Auffällig ist Dirk Meinzers Verwendung von schwarz-weiß gestrichenen Holzlatten, die an die Muster von Zebras erinnern. Dieses Material mit seiner ebenso simplen wie exotisch wirkenden Optik bildet die Grundlage für Raumteiler und Skulpturen, aber auch für kleinere Arbeiten. Weiterhin entstehen immer wieder Arbeiten in Mischtechnik auf Papier, die mit dem Ornament, der Optik von Textilien und Batiken sowie mit Übermalungen arbeiten. Auch in seinen Porträts weicht Dirk Meinzer von einer rein naturalistischen Darstellungsweise ab. Seine Konterfeis tragen mal vier, mal sechs Augen. Die gelb-grün-blauen Gesichter sind mit Krakeln versehen wie in Kinderzeichnungen. Die Figuren wirken androgyn – eine rein männlich, rein weibliche Zuordnung scheint nur schwer möglich. Es sind fast schon Archetypen von Figuren, frei von Geschlecht und Rolle, abstrakte Wesen vor einem undefinierten, farbigen Hintergrund. Die bei aller Undefiniertheit ausdrucksstarken Porträts erinnern an die Darstellungsweise des französischen Art Brut-Vertreters Jean Dubuffet (1901-1985): unmittelbar, erdverbunden und von der naiven Malerei inspiriert.
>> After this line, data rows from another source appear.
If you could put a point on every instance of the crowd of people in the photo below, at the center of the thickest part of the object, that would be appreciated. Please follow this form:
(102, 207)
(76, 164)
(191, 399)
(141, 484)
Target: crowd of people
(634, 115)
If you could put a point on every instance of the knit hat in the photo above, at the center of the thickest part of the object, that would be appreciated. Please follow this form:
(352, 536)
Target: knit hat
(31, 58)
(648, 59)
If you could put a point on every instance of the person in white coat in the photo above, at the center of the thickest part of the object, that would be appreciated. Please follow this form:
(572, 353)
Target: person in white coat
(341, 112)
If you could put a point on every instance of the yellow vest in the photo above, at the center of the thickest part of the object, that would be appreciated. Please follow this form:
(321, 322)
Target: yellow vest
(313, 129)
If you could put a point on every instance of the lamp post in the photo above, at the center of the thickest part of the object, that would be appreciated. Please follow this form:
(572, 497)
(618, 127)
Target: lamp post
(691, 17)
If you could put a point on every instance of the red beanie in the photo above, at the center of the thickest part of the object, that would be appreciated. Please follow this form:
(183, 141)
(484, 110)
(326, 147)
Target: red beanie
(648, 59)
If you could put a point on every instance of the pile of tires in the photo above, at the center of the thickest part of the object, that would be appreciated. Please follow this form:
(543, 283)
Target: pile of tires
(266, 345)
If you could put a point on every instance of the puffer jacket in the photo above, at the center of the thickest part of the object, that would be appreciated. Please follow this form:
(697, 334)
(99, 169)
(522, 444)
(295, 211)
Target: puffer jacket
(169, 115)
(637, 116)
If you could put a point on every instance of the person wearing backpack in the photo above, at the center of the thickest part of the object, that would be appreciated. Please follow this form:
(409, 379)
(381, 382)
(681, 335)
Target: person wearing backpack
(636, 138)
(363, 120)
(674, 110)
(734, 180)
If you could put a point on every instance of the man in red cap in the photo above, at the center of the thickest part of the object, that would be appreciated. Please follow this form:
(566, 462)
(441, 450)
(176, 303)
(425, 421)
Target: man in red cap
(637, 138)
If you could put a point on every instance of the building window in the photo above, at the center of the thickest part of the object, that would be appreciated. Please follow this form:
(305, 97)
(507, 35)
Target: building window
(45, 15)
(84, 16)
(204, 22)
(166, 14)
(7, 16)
In Dirk Meinzers Arbeiten geht es, so mag man meinen, zu wie in der Walpurgisnacht aus Goethes Faust: Da locken viele Fratzen die Schönen, da musizieren Fliegenschnauz und Mückennas, da geben sich Spinnenfuß und Krötenbauch ein Stelldichein, da geht das ganze Hexenheer, das Lumpenpack zum Teufel. Eine gehörige Portion Ironie steckt in dem Ganzen, ein bissiger Witz, ein fast schon teuflischer Humor des Künstlers, der geradezu in die Rolle des Dr. Mabuse schlüpft, der erwartungsvoll sein Giftkabinett öffnet.
Doch nicht nur Schock-Kunst aus dem Giftschrank wird hier im Kunsthaus Stade präsentiert. Denn dann wiederum in seinen bräunlich schimmernden Papierarbeiten wird Dirk Meinzer kontemplativ-poetisch. Er platziert auf einem bräunlichen Fond floral anmutenden Bienenflügel, die wie Kornblumen angeordnet werden. Diese Arbeiten erinnern an sorgsam betreute, präparierte Insektenkästen, an die behutsame Aufbewahrungsstrategie eines skurrilen Sammlers: präzise nach Größe sortiert, zu bestimmten, zufällig wirkenden Mustern arrangiert, von leichter Hand durchkomponiert und zu einem stimmigen Ensemble angeordnet. Die leicht vergilbte Optik gibt diesen Arbeiten fast schon etwas Historisches, eine Patina des Vergänglichen, des Verblassenden.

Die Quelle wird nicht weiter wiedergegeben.